There has been a lot on my plate recently, and it was time to focus and regain my attention span.  This book was a perfect way to do it.  I devoured it in two days.

This is the story of trans actor Elliot Page, who starred as Ellen Page in "Juno," one of my favorite movies.

This is a story about a journey-- a long and difficult one.  Parts are not easy to read.  Other parts are rather adult and graphic.

This is an important book, and I'm glad I read it.

Tuesday, July 4, 2023

Independence Day


Picnics and parties are important.  You can never spend enough time with family and friends.

But the holiday is more than that.

Celebrate independence!

And, please do it safely.

We'll talk tomorrow.

Monday, July 3, 2023

Monday Scrapple


I love watching old newscasts on You Tube, and I wish I was one per cent as talented as Brinkley, Chancellor, Cronkite, and Jennings.

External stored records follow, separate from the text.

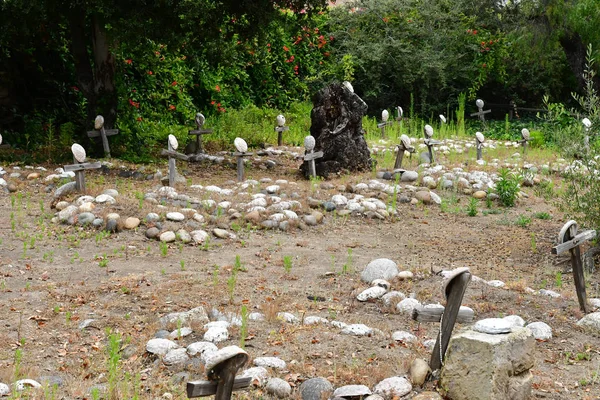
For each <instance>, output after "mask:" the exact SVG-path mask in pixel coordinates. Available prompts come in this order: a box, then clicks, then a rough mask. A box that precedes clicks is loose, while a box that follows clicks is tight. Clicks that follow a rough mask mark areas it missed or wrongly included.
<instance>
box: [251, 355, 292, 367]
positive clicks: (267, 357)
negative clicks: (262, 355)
mask: <svg viewBox="0 0 600 400" xmlns="http://www.w3.org/2000/svg"><path fill="white" fill-rule="evenodd" d="M254 365H256V366H257V367H264V368H275V369H285V361H283V360H282V359H281V358H277V357H257V358H255V359H254Z"/></svg>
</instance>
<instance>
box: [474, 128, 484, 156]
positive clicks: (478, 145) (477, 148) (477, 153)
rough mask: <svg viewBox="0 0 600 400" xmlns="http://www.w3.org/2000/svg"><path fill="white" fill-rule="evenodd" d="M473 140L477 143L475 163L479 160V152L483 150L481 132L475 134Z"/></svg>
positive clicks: (478, 132)
mask: <svg viewBox="0 0 600 400" xmlns="http://www.w3.org/2000/svg"><path fill="white" fill-rule="evenodd" d="M475 140H476V141H477V161H479V160H481V151H482V150H483V142H484V140H485V137H484V136H483V133H481V132H475Z"/></svg>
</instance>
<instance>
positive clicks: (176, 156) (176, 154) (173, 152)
mask: <svg viewBox="0 0 600 400" xmlns="http://www.w3.org/2000/svg"><path fill="white" fill-rule="evenodd" d="M167 146H168V147H167V150H165V149H163V150H162V151H161V152H160V155H161V156H168V157H169V186H171V187H174V186H175V176H176V174H177V169H176V168H177V167H176V165H175V159H176V158H178V159H180V160H184V161H187V160H188V159H189V157H188V156H186V155H185V154H181V153H178V152H177V151H176V150H177V148H178V147H179V142H177V138H176V137H175V136H174V135H169V139H168V140H167Z"/></svg>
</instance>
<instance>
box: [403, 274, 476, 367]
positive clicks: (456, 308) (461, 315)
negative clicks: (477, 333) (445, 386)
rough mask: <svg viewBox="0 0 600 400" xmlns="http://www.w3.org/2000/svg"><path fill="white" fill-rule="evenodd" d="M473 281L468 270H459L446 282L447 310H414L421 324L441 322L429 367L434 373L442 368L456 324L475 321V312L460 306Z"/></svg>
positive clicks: (445, 288)
mask: <svg viewBox="0 0 600 400" xmlns="http://www.w3.org/2000/svg"><path fill="white" fill-rule="evenodd" d="M470 280H471V272H470V271H469V269H468V268H457V269H455V270H453V271H451V272H450V274H449V275H448V276H447V277H446V280H445V282H444V296H445V297H446V307H445V308H441V307H439V308H428V307H417V308H415V309H414V310H413V315H412V317H413V319H414V320H415V321H419V322H438V321H440V322H441V327H440V334H439V335H438V337H437V340H436V342H435V347H434V348H433V353H432V354H431V360H430V362H429V366H430V367H431V369H432V370H433V371H435V370H438V369H440V368H441V367H442V363H443V362H444V358H445V356H446V350H447V349H448V343H449V342H450V336H452V330H453V329H454V325H455V324H456V322H459V323H465V322H471V321H473V316H474V313H473V310H471V309H469V308H463V309H462V310H461V307H460V304H461V303H462V299H463V297H464V295H465V291H466V290H467V285H468V284H469V281H470Z"/></svg>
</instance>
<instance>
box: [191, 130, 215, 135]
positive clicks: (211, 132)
mask: <svg viewBox="0 0 600 400" xmlns="http://www.w3.org/2000/svg"><path fill="white" fill-rule="evenodd" d="M212 131H213V130H212V129H197V130H194V131H188V135H207V134H209V133H212Z"/></svg>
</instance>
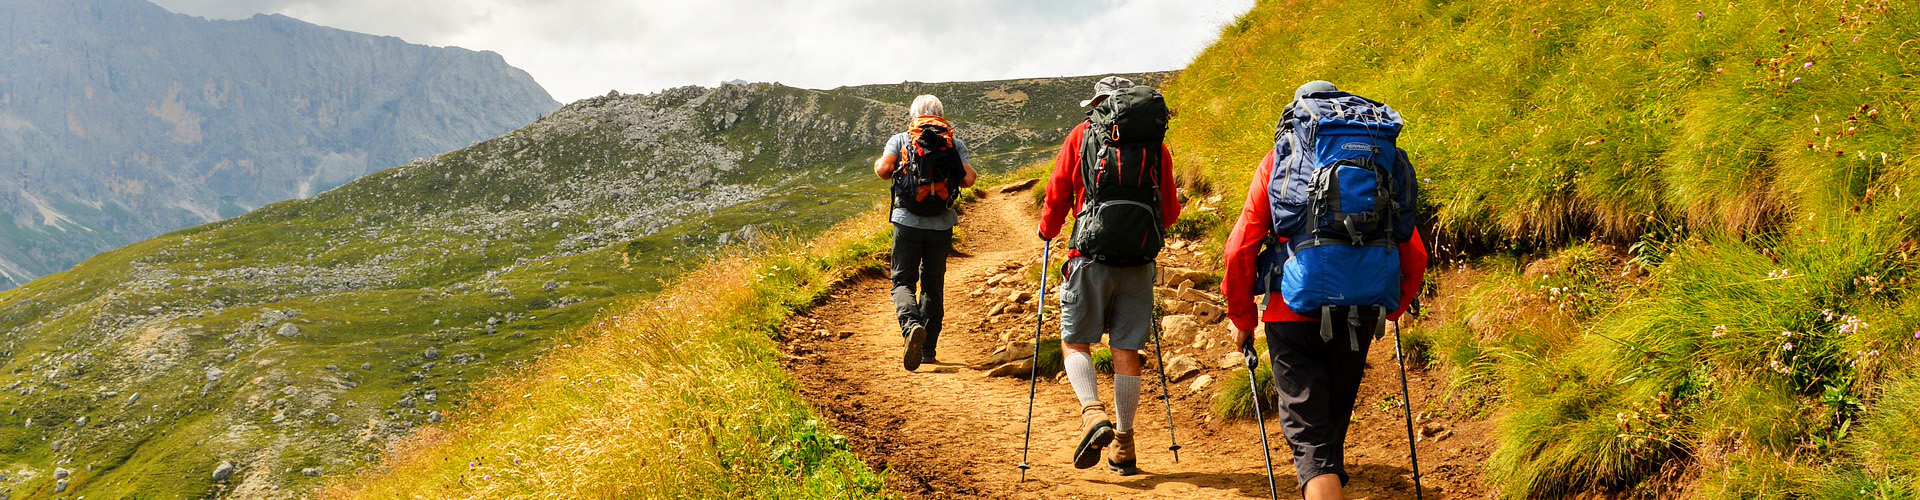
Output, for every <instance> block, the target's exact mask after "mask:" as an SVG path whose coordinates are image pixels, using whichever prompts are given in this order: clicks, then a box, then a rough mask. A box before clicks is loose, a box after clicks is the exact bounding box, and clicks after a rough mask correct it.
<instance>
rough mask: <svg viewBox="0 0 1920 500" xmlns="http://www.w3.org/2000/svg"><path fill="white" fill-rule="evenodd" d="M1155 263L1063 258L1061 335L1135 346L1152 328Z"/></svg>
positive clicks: (1142, 347) (1082, 340)
mask: <svg viewBox="0 0 1920 500" xmlns="http://www.w3.org/2000/svg"><path fill="white" fill-rule="evenodd" d="M1154 267H1156V265H1152V263H1148V265H1133V267H1112V265H1106V263H1098V262H1092V260H1089V258H1073V260H1069V262H1068V288H1066V290H1064V292H1060V340H1064V342H1071V344H1096V342H1100V335H1102V333H1104V335H1108V342H1106V344H1108V346H1112V348H1123V350H1140V348H1144V346H1146V340H1148V337H1150V335H1152V329H1154Z"/></svg>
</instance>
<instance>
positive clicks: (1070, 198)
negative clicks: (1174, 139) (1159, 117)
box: [1041, 121, 1181, 258]
mask: <svg viewBox="0 0 1920 500" xmlns="http://www.w3.org/2000/svg"><path fill="white" fill-rule="evenodd" d="M1085 138H1087V121H1081V125H1079V127H1073V133H1068V138H1066V140H1064V142H1060V156H1054V175H1052V177H1050V179H1046V206H1043V208H1041V238H1046V240H1052V238H1054V237H1058V235H1060V225H1064V223H1066V219H1068V213H1069V210H1071V213H1073V215H1079V210H1081V206H1083V200H1081V196H1087V192H1085V188H1083V187H1085V183H1083V181H1081V175H1079V171H1081V163H1079V162H1081V144H1085ZM1179 217H1181V198H1179V194H1177V192H1175V190H1173V152H1169V150H1167V144H1160V227H1162V229H1167V227H1173V221H1175V219H1179ZM1073 256H1079V250H1068V258H1073Z"/></svg>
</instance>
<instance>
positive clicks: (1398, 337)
mask: <svg viewBox="0 0 1920 500" xmlns="http://www.w3.org/2000/svg"><path fill="white" fill-rule="evenodd" d="M1394 360H1400V408H1404V410H1405V412H1407V458H1409V460H1411V462H1413V498H1415V500H1421V498H1423V496H1421V450H1419V446H1413V390H1407V352H1405V350H1402V348H1400V321H1394Z"/></svg>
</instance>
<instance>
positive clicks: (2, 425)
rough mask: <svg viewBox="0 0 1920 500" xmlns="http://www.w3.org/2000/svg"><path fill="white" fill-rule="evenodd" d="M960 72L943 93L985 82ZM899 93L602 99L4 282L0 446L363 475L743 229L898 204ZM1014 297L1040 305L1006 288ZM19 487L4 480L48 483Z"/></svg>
mask: <svg viewBox="0 0 1920 500" xmlns="http://www.w3.org/2000/svg"><path fill="white" fill-rule="evenodd" d="M1010 85H1014V83H979V85H975V87H977V88H1008V87H1010ZM1018 85H1020V87H1025V88H1043V87H1060V88H1068V87H1073V88H1081V87H1083V85H1089V81H1085V79H1069V81H1023V83H1018ZM952 88H956V90H954V92H952V94H947V96H943V98H945V100H947V106H948V110H964V108H970V106H973V104H972V98H970V96H979V94H985V92H981V90H973V92H962V90H958V88H966V87H964V85H954V87H952ZM1035 92H1037V94H1039V90H1035ZM906 98H908V100H910V98H912V96H906ZM904 104H906V102H904V100H899V102H897V100H879V98H868V96H854V94H845V92H833V90H806V88H791V87H781V85H766V83H755V85H724V87H720V88H699V87H687V88H672V90H662V92H657V94H609V96H599V98H588V100H580V102H574V104H568V106H564V108H561V110H557V112H553V113H551V115H547V117H543V119H540V121H536V123H532V125H526V127H520V129H516V131H513V133H507V135H503V137H497V138H492V140H484V142H478V144H472V146H467V148H461V150H453V152H447V154H438V156H432V158H422V160H417V162H407V165H401V167H394V169H386V171H378V173H372V175H365V177H361V179H357V181H353V183H348V185H344V187H340V188H334V190H328V192H323V194H317V196H311V198H305V200H290V202H278V204H271V206H265V208H261V210H255V212H250V213H246V215H240V217H232V219H227V221H219V223H209V225H200V227H192V229H184V231H177V233H171V235H163V237H157V238H152V240H146V242H140V244H134V246H127V248H121V250H111V252H108V254H102V256H98V258H92V260H86V262H83V263H79V265H77V267H73V269H69V271H61V273H54V275H48V277H42V279H38V281H35V283H31V285H27V287H21V288H13V290H0V363H6V365H10V367H15V369H12V371H6V373H0V406H6V408H17V410H19V412H15V413H10V412H0V427H4V429H15V431H17V433H0V450H31V452H29V454H21V456H4V454H0V458H6V460H15V462H21V463H31V465H33V467H40V469H46V471H50V469H52V467H54V465H56V463H61V465H65V463H108V465H100V467H96V469H86V471H79V469H77V471H75V473H73V483H71V485H69V488H71V494H75V496H100V494H102V490H106V492H113V490H125V488H138V487H142V485H152V487H165V488H169V490H177V492H182V494H180V496H190V498H298V496H300V490H298V485H311V483H315V479H309V477H307V475H303V473H305V471H307V469H313V471H315V473H321V479H319V481H324V477H328V475H344V473H349V471H353V469H355V467H359V465H363V463H367V462H372V460H376V458H378V452H380V450H384V448H386V444H388V442H392V440H394V438H399V437H403V435H407V433H413V431H415V429H419V427H422V425H434V423H440V421H445V419H453V417H455V415H457V413H453V410H455V408H459V406H461V404H463V398H465V396H467V392H468V388H470V387H472V385H474V383H478V381H480V379H484V377H488V373H499V371H503V369H509V367H511V365H516V363H524V362H528V360H532V358H536V356H538V354H541V352H543V350H545V348H549V346H553V344H555V342H561V338H578V337H576V335H580V333H586V331H593V323H588V321H593V319H595V317H599V313H601V312H607V310H614V308H612V306H614V304H624V300H632V298H634V296H637V294H645V292H651V290H659V287H660V283H662V281H668V279H672V277H676V275H678V273H680V271H682V269H685V267H689V265H697V263H699V262H703V260H707V258H708V256H712V254H714V252H720V250H722V248H724V246H751V244H760V242H762V240H766V238H787V237H804V235H810V233H812V231H818V229H824V227H828V225H831V223H835V221H839V219H841V217H847V215H852V213H862V212H870V210H872V208H874V206H876V204H885V196H883V190H885V183H883V181H877V179H874V173H872V160H874V156H876V154H877V152H879V148H881V144H883V142H881V140H885V138H887V137H889V135H893V133H895V131H897V129H900V127H902V123H904V113H906V110H904ZM1069 106H1071V102H1069ZM1069 119H1071V117H1069ZM1044 127H1048V129H1052V127H1058V123H1046V125H1044ZM1029 129H1031V127H1027V125H1020V123H993V121H972V123H962V125H960V131H962V137H966V138H968V140H970V144H973V148H975V154H979V162H977V167H981V169H985V171H989V173H991V171H1004V169H1012V167H1020V165H1021V162H1016V160H1020V158H1027V156H1021V150H1044V144H1041V142H1039V140H1035V142H1020V140H1018V138H1020V137H1029V135H1033V133H1031V131H1029ZM1056 140H1058V138H1056ZM1041 154H1044V152H1041ZM995 298H1000V300H1006V302H1010V304H1014V306H1018V308H1016V310H1025V312H1031V308H1033V306H1035V304H1037V300H1035V298H1033V296H1023V294H1020V292H1018V290H1014V288H1012V287H1006V288H1002V290H998V292H996V296H995ZM822 335H826V333H822ZM131 394H144V396H140V398H138V400H136V402H134V400H132V398H131ZM121 402H127V404H121ZM83 423H84V425H83ZM369 456H371V458H369ZM69 467H71V465H69ZM21 481H29V483H21ZM21 481H6V479H0V490H6V488H8V487H15V488H23V487H33V488H38V487H40V485H46V481H50V477H46V475H44V473H42V475H40V477H38V479H21ZM31 481H38V483H31ZM10 483H12V485H10ZM129 485H132V487H129ZM108 496H111V494H108Z"/></svg>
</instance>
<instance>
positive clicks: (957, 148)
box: [874, 94, 977, 371]
mask: <svg viewBox="0 0 1920 500" xmlns="http://www.w3.org/2000/svg"><path fill="white" fill-rule="evenodd" d="M943 115H945V110H943V106H941V98H935V96H927V94H922V96H918V98H914V104H912V106H908V112H906V119H908V121H906V131H904V133H897V135H893V137H891V138H887V148H885V150H883V152H881V156H879V160H874V175H879V179H887V181H893V188H891V198H893V200H891V204H893V210H891V213H889V219H891V221H893V273H891V275H893V306H895V313H897V315H899V319H900V338H902V340H904V342H902V344H904V346H902V350H900V365H902V367H906V371H914V369H920V363H924V362H935V358H933V348H935V344H937V340H939V337H941V319H943V317H945V315H947V313H945V296H947V292H945V288H947V254H948V252H950V250H952V240H954V225H958V223H960V212H958V210H954V204H956V202H958V198H960V188H964V187H972V185H973V181H975V177H977V175H975V173H973V165H972V163H968V148H966V140H960V138H958V137H954V127H952V123H948V121H947V117H943ZM916 288H918V290H916Z"/></svg>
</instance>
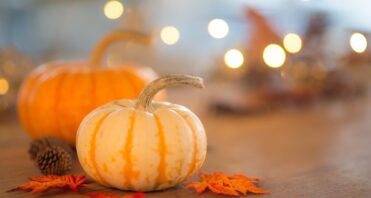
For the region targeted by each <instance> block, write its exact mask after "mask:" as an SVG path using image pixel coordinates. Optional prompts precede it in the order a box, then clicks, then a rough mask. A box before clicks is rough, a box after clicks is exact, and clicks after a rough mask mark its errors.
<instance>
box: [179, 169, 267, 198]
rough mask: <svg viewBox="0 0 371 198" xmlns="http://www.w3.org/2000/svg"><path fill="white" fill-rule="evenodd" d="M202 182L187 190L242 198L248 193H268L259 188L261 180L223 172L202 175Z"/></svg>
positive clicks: (264, 193)
mask: <svg viewBox="0 0 371 198" xmlns="http://www.w3.org/2000/svg"><path fill="white" fill-rule="evenodd" d="M199 177H200V179H201V181H198V182H192V183H189V184H187V185H186V186H185V188H192V189H194V190H195V191H196V192H197V193H199V194H201V193H203V192H205V191H206V190H207V189H208V190H210V191H211V192H213V193H216V194H222V195H230V196H241V195H246V194H247V193H253V194H267V193H268V192H267V191H265V190H263V189H261V188H259V187H257V186H256V184H257V183H259V179H257V178H250V177H246V176H244V175H230V176H228V175H225V174H224V173H222V172H216V173H210V174H207V173H201V174H200V175H199Z"/></svg>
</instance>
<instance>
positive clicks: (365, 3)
mask: <svg viewBox="0 0 371 198" xmlns="http://www.w3.org/2000/svg"><path fill="white" fill-rule="evenodd" d="M370 8H371V1H368V0H352V1H345V0H340V1H339V0H201V1H200V0H177V1H174V0H155V1H154V0H97V1H92V0H63V1H62V0H0V131H1V132H2V133H0V146H2V148H3V150H2V156H5V157H4V160H2V161H4V163H2V164H0V170H4V173H5V172H6V174H7V175H8V178H13V175H14V177H19V178H18V181H19V182H21V181H23V180H22V179H24V178H25V177H26V176H25V175H26V173H27V175H33V174H35V170H36V168H35V167H34V168H30V167H33V166H32V164H31V162H28V163H26V162H24V163H23V162H22V163H19V161H18V162H17V161H16V160H14V159H15V158H17V159H27V158H26V152H25V150H26V145H27V144H28V143H29V141H30V140H31V138H30V137H28V136H27V135H26V133H24V131H25V130H24V129H23V128H22V127H21V125H20V123H19V121H18V119H17V116H16V115H17V114H16V113H15V109H16V98H17V93H18V90H19V86H20V84H21V82H22V81H23V79H24V78H25V77H26V76H27V74H28V73H30V72H31V71H32V70H34V69H35V68H37V67H38V66H40V65H42V64H44V63H48V62H51V61H58V60H62V61H69V60H72V61H73V60H85V61H87V60H88V59H89V56H90V54H91V51H92V50H93V49H94V47H95V45H96V44H97V43H98V41H99V40H100V39H101V38H102V37H103V36H104V35H106V34H107V33H109V32H112V31H116V30H130V31H135V32H139V33H142V34H147V35H152V37H153V39H154V42H153V44H152V45H151V46H142V45H139V44H135V43H117V44H115V45H113V46H111V47H110V48H109V49H108V50H107V52H106V56H105V58H104V61H103V62H104V65H105V66H107V67H109V66H111V65H112V66H113V65H117V64H119V63H124V62H130V63H137V64H142V65H147V66H149V67H151V68H153V69H154V70H155V71H156V72H157V73H158V74H159V75H165V74H170V73H183V74H191V75H198V76H201V77H203V78H204V80H205V84H206V89H204V90H202V91H200V90H195V89H183V88H176V89H170V90H169V91H168V92H167V96H168V99H167V100H169V101H171V102H175V103H178V104H182V105H184V106H187V107H189V108H190V109H191V110H192V111H193V112H195V113H196V114H197V115H198V116H199V117H200V119H201V120H202V122H203V124H204V125H205V129H206V133H207V137H208V145H209V146H208V154H207V159H206V164H205V166H204V167H203V170H202V171H210V172H211V171H225V172H227V173H246V174H248V175H251V176H258V177H260V178H263V180H264V188H266V189H268V190H269V191H270V192H272V195H273V196H275V197H313V195H314V196H319V197H329V196H323V195H329V194H331V195H334V196H335V195H336V196H337V197H369V196H370V193H371V189H370V186H371V185H370V184H371V181H370V175H371V169H370V163H371V161H370V160H371V152H370V151H371V149H370V145H371V144H370V139H371V133H370V118H371V105H370V104H371V97H369V92H370V86H369V85H370V79H371V78H370V76H371V50H370V49H371V48H370V43H369V42H370V39H371V23H370V18H371V12H370ZM103 94H104V93H103ZM3 132H4V133H3ZM15 140H17V143H16V144H14V143H15V142H16V141H15ZM11 148H12V149H13V152H8V150H10V149H11ZM13 161H14V162H13ZM12 167H18V168H13V169H14V170H10V169H11V168H12ZM19 167H20V168H19ZM20 170H22V171H24V173H23V174H24V176H22V178H21V177H20V175H21V174H18V172H19V171H20ZM26 171H28V172H26ZM32 171H33V172H32ZM9 175H10V176H9ZM3 178H6V177H3ZM9 181H10V180H9ZM9 181H5V179H4V182H2V183H3V184H7V185H11V183H10V182H9ZM14 181H16V180H14ZM266 181H267V182H266ZM19 182H18V183H19ZM265 182H266V183H265ZM0 183H1V182H0ZM14 185H15V183H14ZM9 188H10V186H7V187H6V188H4V189H3V191H2V192H5V190H6V189H9ZM173 190H174V191H177V190H179V189H173ZM174 191H167V192H161V193H160V194H159V196H161V195H162V193H169V194H170V195H172V193H173V192H174ZM184 192H187V191H182V193H184ZM177 195H178V194H177ZM179 195H180V194H179ZM188 195H189V194H188ZM188 195H187V194H185V195H184V197H190V195H189V196H188ZM321 195H322V196H321ZM172 196H173V195H172Z"/></svg>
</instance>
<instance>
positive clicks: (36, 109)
mask: <svg viewBox="0 0 371 198" xmlns="http://www.w3.org/2000/svg"><path fill="white" fill-rule="evenodd" d="M118 41H133V42H136V43H139V44H145V45H147V44H149V43H150V41H151V37H149V36H146V35H141V34H138V33H133V32H128V31H117V32H112V33H109V34H108V35H107V36H105V37H104V38H103V39H102V40H101V41H100V42H99V43H98V44H97V46H96V48H95V49H94V50H93V52H92V54H91V57H90V60H89V61H80V62H76V61H69V62H68V61H56V62H52V63H47V64H44V65H42V66H39V67H37V68H36V69H35V70H34V71H33V72H32V73H31V74H30V75H29V76H28V77H27V78H26V79H25V80H24V82H23V84H22V86H21V89H20V92H19V97H18V113H19V117H20V121H21V123H22V124H23V126H24V128H25V129H26V131H27V132H28V133H29V134H30V135H31V136H32V137H45V136H56V137H60V138H62V139H64V140H65V141H67V142H68V143H70V144H72V145H74V144H75V137H76V131H77V128H78V126H79V124H80V122H81V120H82V119H83V118H84V116H85V115H86V114H88V113H89V112H90V111H92V110H93V109H95V108H96V107H98V106H100V105H103V104H105V103H107V102H110V101H112V100H115V99H134V98H136V97H137V96H138V95H139V93H140V92H141V91H142V89H143V88H144V86H145V85H146V84H147V83H149V82H150V81H152V80H154V79H156V74H155V73H154V72H153V70H152V69H150V68H149V67H144V66H140V65H134V64H122V65H116V66H110V67H108V66H105V65H104V63H103V61H102V59H103V57H104V54H105V52H106V51H107V48H108V47H109V46H111V45H112V44H113V43H116V42H118ZM159 97H161V96H159Z"/></svg>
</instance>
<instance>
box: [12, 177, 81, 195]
mask: <svg viewBox="0 0 371 198" xmlns="http://www.w3.org/2000/svg"><path fill="white" fill-rule="evenodd" d="M29 179H30V180H31V181H30V182H27V183H24V184H22V185H20V186H17V187H16V188H14V189H11V190H9V191H15V190H24V191H31V192H32V193H38V192H43V191H46V190H49V189H70V190H71V191H74V192H77V191H78V190H79V188H85V187H88V184H86V183H85V182H86V177H85V176H82V175H63V176H57V175H48V176H41V177H29Z"/></svg>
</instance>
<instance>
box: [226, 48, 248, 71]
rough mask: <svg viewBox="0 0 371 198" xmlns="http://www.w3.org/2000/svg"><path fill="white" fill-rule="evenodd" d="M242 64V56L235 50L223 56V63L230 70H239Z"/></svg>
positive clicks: (240, 52) (242, 59)
mask: <svg viewBox="0 0 371 198" xmlns="http://www.w3.org/2000/svg"><path fill="white" fill-rule="evenodd" d="M243 62H244V57H243V54H242V52H241V51H239V50H237V49H230V50H228V51H227V52H226V53H225V55H224V63H225V64H226V65H227V67H229V68H231V69H237V68H240V67H241V66H242V64H243Z"/></svg>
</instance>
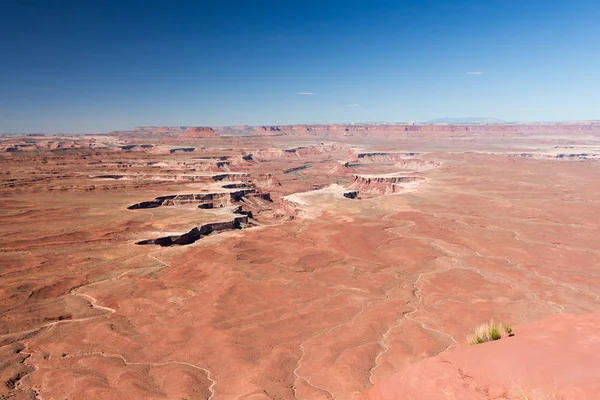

Why do we continue to praise public officials for spending our money?

Several awful roads in our area have been repaved.  We've only just begun.

For third shift people, this is perhaps the worst week of the year.  Too much light, too much heat, too much noise.

Geraldo Rivera left FOX News after 23 years.  Say what you want about the guy, he always produced compelling television.

I had to deal with my cable company last week.  In person?  Great.  Phone?  Hideous.

Happiness is a quality stapler.

Fine ballpoints have always been my favorites.  Rollerballs have caught up.

Some supermarkets in our area have become a nightmare.  Bad layouts.  Bad traffic flow.  they try to fit too much in to limited spaces.

I don't watch "Wheel of Fortune."  The choice of a new host inspires nothing but indifference.  but, Ryan Seacrest?   The guy's "talent" is a mile wide but an inch deep.

Actor Alan Arkin passed last week.  89.  I loved "The Slums of Beverly Hills."

I must have passed a dozen fireworks law violations on the way to work Saturday night.  How are those new laws working out?

ESPN laid off a bunch of people last week.  Suzy Kolber's dismissal defies analysis.  I guess she was simply making too much money for the folks at Disney to stomach.

Sunday, July 2, 2023

Andy's Angles: All American


Independence Day is approaching.  Because the 4th of July falls on a Tuesday, I suspect most people are taking a four day weekend, if not longer.  I salute you!

To celebrate the long weekend, what is more American than a steam engine?

This shiny beauty is part of the Steamtown collection in Scranton-- a photograph in the roundhouse,  from a sunny, late spring morning.

Saturday, July 1, 2023

About the Cover: On the Beach


It is an expedition in serendipity when it comes to this month's blog header.

Another scene was in my mind, but when I loaded these shots in to the computer, I called an audible.

My goal was "summer."

Palmyra Beach at Lake Wallenpaupack was, thankfully, empty when I showed up one  early morning.  It wasn't quite "golden hour," but the sun was at an appealing angle.

I'll share my intended blog header in the weeks to come.